Laurel Race Course was misidentified as Laurel Raceway in last week's editions of the Maryland Weekly.
When Laurel Raceway was sold in December for $16.1 million, Doris Riley didn't have a thing to do with it. Nobody sought her counsel, nor did she offer it.
But even though the deal went through without her, Riley figures she owns as much of Laurel as anyone.
"At the track you say, 'If you rode, you've been throwed,' " she said, "and when you hit the track, the spot you land on is yours. You own it, forever.
"I've had the girth to break coming out of the gate. I've had the reins break, the bits break. I got hurt so bad in 1963 they pronounced me dead, only I kept moving. I was unconscious 5 1/2 weeks. But I was lucky. Real lucky."
Riley, a tiny, dark-haired woman with a midwestern twang, was an exercise rider in Maryland for 25 years, minus a four-year hiatus after a horse called Thaddeus broke his shoulder, threw her, fell on her and "officially" killed her at Pimlico.
"I've galloped some good horses in my time," she said, "some Kentucky Derby horses. Of course, they didn't win the Derby, but they ran."
Five years ago Riley retired on disability, but the backstretch of a race track had been a home to her for so long, she found "I just couldn't get away from it.
"Being on disability, I can't work," she said, "but I can still ride horses for people if they let me."

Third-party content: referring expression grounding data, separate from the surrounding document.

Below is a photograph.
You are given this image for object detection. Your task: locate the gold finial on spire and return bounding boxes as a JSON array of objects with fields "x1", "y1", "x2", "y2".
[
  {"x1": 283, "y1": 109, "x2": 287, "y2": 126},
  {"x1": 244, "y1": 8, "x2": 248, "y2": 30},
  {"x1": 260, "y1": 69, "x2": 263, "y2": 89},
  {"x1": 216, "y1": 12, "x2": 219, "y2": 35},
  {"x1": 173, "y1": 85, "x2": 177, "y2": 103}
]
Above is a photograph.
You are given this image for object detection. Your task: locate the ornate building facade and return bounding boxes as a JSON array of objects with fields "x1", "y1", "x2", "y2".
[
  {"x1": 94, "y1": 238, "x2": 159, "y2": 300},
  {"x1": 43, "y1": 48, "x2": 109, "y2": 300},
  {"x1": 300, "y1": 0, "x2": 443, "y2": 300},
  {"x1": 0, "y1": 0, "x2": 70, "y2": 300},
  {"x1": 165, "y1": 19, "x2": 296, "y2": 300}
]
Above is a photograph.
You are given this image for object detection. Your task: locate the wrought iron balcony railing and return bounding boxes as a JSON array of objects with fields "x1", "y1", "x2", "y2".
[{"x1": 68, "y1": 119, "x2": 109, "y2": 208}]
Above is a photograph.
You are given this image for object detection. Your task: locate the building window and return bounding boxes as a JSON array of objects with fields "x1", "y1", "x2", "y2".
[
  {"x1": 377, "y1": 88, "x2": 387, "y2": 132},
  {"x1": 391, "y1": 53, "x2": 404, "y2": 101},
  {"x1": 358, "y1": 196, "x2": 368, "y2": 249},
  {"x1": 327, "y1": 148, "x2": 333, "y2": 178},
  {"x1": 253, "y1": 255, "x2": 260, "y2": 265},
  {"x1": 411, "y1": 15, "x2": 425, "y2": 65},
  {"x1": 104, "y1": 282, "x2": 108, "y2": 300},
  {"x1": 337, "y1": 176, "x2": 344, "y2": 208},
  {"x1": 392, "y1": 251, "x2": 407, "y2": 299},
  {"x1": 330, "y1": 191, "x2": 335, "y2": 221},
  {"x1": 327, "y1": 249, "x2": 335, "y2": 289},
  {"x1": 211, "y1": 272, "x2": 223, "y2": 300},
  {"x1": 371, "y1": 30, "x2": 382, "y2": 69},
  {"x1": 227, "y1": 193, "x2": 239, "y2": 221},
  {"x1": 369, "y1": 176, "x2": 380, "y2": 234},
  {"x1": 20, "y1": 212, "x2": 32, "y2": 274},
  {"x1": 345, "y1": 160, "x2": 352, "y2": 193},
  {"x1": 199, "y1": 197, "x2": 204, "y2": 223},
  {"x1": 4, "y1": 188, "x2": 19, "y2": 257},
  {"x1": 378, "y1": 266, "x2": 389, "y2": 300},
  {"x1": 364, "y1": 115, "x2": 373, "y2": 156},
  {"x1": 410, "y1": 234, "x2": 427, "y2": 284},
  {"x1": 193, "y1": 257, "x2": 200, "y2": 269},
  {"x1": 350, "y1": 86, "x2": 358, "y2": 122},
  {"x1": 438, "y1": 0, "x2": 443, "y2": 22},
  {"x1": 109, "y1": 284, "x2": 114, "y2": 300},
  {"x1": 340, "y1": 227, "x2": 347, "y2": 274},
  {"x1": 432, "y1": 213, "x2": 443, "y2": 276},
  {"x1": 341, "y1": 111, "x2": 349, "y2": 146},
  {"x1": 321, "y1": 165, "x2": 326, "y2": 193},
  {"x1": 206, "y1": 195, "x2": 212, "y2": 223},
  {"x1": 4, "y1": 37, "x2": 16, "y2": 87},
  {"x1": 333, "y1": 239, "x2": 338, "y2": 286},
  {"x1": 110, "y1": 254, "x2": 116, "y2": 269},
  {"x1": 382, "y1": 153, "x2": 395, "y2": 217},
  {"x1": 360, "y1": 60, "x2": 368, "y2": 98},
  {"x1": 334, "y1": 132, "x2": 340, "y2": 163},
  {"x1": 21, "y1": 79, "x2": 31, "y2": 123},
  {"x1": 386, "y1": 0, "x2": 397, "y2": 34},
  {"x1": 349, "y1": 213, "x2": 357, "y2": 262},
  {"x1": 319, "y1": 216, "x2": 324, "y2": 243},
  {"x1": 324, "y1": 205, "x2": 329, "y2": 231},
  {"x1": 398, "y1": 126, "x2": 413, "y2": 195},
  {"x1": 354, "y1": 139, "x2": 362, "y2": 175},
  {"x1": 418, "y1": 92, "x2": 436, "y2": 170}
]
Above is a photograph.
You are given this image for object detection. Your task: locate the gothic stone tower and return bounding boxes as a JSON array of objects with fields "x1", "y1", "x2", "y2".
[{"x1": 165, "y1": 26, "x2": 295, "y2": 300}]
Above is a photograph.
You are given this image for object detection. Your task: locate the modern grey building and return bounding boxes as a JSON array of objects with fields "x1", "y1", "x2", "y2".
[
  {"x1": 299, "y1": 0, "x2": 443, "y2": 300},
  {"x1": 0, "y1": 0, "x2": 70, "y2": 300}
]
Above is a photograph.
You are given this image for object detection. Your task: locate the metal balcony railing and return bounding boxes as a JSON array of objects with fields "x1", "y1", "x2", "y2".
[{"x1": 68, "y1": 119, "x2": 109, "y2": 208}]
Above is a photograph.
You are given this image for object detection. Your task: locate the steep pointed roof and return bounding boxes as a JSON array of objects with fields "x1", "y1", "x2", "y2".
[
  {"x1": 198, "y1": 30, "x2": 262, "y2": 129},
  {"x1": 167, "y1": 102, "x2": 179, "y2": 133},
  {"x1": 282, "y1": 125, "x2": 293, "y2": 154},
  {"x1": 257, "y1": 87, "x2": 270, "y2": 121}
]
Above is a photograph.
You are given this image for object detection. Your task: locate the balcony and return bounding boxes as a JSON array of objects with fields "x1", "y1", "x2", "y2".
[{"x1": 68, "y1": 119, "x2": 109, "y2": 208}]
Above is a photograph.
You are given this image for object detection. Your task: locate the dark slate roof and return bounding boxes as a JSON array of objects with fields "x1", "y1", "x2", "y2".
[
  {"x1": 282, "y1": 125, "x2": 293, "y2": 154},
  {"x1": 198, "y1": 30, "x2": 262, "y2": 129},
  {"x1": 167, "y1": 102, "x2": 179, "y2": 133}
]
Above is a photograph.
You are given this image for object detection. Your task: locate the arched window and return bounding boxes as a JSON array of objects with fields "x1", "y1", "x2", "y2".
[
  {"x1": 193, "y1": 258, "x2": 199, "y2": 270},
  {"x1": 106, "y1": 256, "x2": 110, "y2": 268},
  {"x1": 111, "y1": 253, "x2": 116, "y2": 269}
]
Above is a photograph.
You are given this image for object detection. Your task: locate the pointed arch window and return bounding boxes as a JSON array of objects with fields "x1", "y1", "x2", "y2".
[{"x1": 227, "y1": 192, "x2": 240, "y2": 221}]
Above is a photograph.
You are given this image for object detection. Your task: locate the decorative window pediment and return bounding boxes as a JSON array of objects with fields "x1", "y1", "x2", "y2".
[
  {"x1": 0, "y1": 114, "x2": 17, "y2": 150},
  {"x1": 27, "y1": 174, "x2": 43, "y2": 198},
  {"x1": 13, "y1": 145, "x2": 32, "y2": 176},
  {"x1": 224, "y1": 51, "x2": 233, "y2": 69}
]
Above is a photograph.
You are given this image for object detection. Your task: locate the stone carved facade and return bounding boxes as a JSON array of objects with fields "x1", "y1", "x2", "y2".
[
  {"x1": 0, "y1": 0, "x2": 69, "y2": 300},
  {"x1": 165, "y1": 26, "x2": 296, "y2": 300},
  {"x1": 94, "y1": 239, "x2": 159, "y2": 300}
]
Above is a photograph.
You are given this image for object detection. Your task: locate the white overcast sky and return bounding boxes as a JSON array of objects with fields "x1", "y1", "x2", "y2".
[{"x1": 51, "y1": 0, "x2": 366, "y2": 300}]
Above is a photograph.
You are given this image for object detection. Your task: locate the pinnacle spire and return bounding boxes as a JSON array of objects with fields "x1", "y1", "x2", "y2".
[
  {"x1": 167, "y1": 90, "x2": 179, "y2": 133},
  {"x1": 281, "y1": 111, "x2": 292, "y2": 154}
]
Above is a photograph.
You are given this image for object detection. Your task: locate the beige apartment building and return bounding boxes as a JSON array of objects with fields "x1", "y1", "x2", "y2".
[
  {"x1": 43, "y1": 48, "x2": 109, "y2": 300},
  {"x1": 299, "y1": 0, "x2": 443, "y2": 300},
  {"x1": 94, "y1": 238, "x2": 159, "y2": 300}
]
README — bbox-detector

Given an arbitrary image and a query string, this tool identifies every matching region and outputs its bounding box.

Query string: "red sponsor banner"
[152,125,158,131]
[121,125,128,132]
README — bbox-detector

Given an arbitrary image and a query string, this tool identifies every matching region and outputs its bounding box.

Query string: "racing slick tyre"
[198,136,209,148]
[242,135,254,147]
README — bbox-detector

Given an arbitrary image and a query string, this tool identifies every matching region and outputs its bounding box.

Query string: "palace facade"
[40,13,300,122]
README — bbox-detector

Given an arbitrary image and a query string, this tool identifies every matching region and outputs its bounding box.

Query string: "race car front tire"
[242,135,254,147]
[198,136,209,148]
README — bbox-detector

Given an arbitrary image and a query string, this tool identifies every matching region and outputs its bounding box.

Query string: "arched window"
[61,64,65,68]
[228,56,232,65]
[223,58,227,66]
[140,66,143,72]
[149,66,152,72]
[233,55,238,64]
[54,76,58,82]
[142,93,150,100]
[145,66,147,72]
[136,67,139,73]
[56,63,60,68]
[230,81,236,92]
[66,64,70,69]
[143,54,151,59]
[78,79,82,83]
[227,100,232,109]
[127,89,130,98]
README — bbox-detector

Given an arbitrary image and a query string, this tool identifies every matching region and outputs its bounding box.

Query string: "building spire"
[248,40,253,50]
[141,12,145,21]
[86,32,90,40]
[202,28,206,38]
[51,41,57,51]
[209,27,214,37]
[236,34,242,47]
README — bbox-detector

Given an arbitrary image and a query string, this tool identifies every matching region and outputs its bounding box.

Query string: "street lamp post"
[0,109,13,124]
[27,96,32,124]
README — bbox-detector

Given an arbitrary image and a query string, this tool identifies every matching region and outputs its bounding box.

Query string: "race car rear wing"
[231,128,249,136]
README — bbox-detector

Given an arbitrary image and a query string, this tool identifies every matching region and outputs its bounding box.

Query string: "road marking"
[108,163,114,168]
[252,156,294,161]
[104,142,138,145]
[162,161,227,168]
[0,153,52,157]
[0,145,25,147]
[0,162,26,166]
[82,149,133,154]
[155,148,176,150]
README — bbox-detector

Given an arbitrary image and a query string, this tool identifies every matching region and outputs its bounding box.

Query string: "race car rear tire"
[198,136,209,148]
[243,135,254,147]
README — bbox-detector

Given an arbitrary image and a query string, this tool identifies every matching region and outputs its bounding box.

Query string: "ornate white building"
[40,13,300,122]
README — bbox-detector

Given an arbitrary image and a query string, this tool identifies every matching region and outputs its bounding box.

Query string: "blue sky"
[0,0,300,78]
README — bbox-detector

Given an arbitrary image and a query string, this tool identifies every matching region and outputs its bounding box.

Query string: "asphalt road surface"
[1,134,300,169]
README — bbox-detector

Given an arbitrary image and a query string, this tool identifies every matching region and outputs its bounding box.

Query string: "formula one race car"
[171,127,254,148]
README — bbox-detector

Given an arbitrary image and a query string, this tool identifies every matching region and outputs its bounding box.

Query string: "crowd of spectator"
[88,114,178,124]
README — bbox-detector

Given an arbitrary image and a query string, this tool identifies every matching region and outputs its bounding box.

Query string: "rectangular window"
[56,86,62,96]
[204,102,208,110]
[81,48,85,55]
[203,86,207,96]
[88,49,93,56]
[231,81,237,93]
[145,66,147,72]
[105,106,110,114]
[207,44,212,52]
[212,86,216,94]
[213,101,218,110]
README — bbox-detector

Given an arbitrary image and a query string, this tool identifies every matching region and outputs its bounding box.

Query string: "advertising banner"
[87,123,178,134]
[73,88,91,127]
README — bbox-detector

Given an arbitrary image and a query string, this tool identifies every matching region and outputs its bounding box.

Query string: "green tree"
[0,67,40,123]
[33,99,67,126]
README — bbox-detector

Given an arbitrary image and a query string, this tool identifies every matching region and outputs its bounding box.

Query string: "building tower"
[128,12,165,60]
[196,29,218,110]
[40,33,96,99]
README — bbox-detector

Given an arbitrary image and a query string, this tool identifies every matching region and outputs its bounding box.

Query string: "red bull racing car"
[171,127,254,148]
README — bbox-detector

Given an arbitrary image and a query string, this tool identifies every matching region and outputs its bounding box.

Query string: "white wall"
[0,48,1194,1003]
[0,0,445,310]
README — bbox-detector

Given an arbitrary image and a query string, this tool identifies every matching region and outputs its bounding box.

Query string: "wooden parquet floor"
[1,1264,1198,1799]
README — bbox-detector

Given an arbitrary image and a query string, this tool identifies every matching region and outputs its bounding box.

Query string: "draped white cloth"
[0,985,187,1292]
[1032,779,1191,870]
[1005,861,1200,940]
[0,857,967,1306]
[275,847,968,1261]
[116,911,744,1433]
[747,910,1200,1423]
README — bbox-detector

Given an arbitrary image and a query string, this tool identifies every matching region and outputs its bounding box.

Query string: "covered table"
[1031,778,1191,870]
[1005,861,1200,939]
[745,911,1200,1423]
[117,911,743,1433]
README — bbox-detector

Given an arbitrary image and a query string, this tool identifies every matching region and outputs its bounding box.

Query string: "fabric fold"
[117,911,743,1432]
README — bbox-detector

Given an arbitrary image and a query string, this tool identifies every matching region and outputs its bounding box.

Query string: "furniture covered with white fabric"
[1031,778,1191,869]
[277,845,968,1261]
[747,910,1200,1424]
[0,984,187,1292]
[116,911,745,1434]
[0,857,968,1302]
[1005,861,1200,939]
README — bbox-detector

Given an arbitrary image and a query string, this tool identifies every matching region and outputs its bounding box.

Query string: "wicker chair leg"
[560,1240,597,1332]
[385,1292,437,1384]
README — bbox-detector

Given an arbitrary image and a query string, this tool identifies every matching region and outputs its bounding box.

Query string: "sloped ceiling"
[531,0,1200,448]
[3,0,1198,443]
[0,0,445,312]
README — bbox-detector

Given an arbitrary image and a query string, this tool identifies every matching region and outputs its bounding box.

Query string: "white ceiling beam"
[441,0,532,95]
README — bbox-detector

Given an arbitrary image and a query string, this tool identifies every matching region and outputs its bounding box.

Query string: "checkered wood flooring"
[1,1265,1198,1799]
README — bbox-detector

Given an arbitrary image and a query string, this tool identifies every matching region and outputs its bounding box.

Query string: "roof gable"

So dawn finds her where it always has, on the backstretch.
She is part of the curious patchwork of early rising humanity that makes a race track work, an amalgam that includes the fanciest kind of people and the humblest, from Firestones and Whitneys who own the mounts down to dipsomaniacal characters who "hot-walk" them in exchange for a few dollars for wine.
The track plays host to about 500 working people each morning and 900 horses. They are largely a busy and devoted bunch, very different from the languorous gambling crowd that drifts in on the front side after noon to work the day's racing card from the comfort of the heated grandstand.
"I wouldn't change my job in the world for yours," said Eddie Przybyla, an exercise rider and lead-pony rider in Maryland for 20 years. "Running horses in the morning, that's me," he said. "You're the supreme being. Think about it. You're on 1,000 pounds of dynamite. You've got to have a clear head and a clear conscience. You don't like it. You love it."
Przybyla, decked out in worn, leather chaps, his cheeks red from the morning cold, was rushing through coffee in the backstretch "kitchen." It is a restaurant subsidized by track management where the working people get one of the best square meals in the Washington area for $3.50, and a trencherman's breakfast for even less. While they're dining, they can watch the thoroughbreds whiz by during workouts and the Canada geese land squawking in the infield.
Przybyla said Maryland's 12-month racing season separates backstretch "hard-knockers" from the dilettantes. "If it's not in you," he said, "you're gone when the weather gets bad."
This is the first time in many years Laurel has been open for racing in the dead of winter, but the backstretch crowd has always been active year-round. It takes about 3,000 horses to run the continual meets at the state's three tracks. Barn space and training time are needed at all three to keep the horse population steady.
Horses get free stabling at Laurel, and there are even some rooms, about the same size and not much fancier then the stables, available free for the grooms, who get up at 4 or 5 a.m. to feed the horses.
Everyone else commutes. You get there before dawn and already the horses are prancing, lively, picking their way down to the track for morning workouts. A few are getting their legs bathed, the steam rising eerily in the dark and cold.
The dirt trail to the track runs through the stables, and the jockeys and exercise riders guiding their high-strung mounts along the trail offer greetings to folks they know.
"Hey, boss, how you doing?" calls a rider to one of the track's new co-owners, Bob Manfuso.
Out at the starting gate a crew works with balky young horses, cracking a buggy whip at their feet until they enter the gate willingly.
In the "kitchen" the women heap plates with steaming sausages, eggs and fresh-baked blueberry muffins.
On the track, wild 2-year-olds and aging plugs work side by side, exercise riders snap their riding crops, and a great flock of wild Canada geese makes a final swing before landing.
It's a spectacle.
"It gets in your blood," said Przybyla, "and it doesn't go away."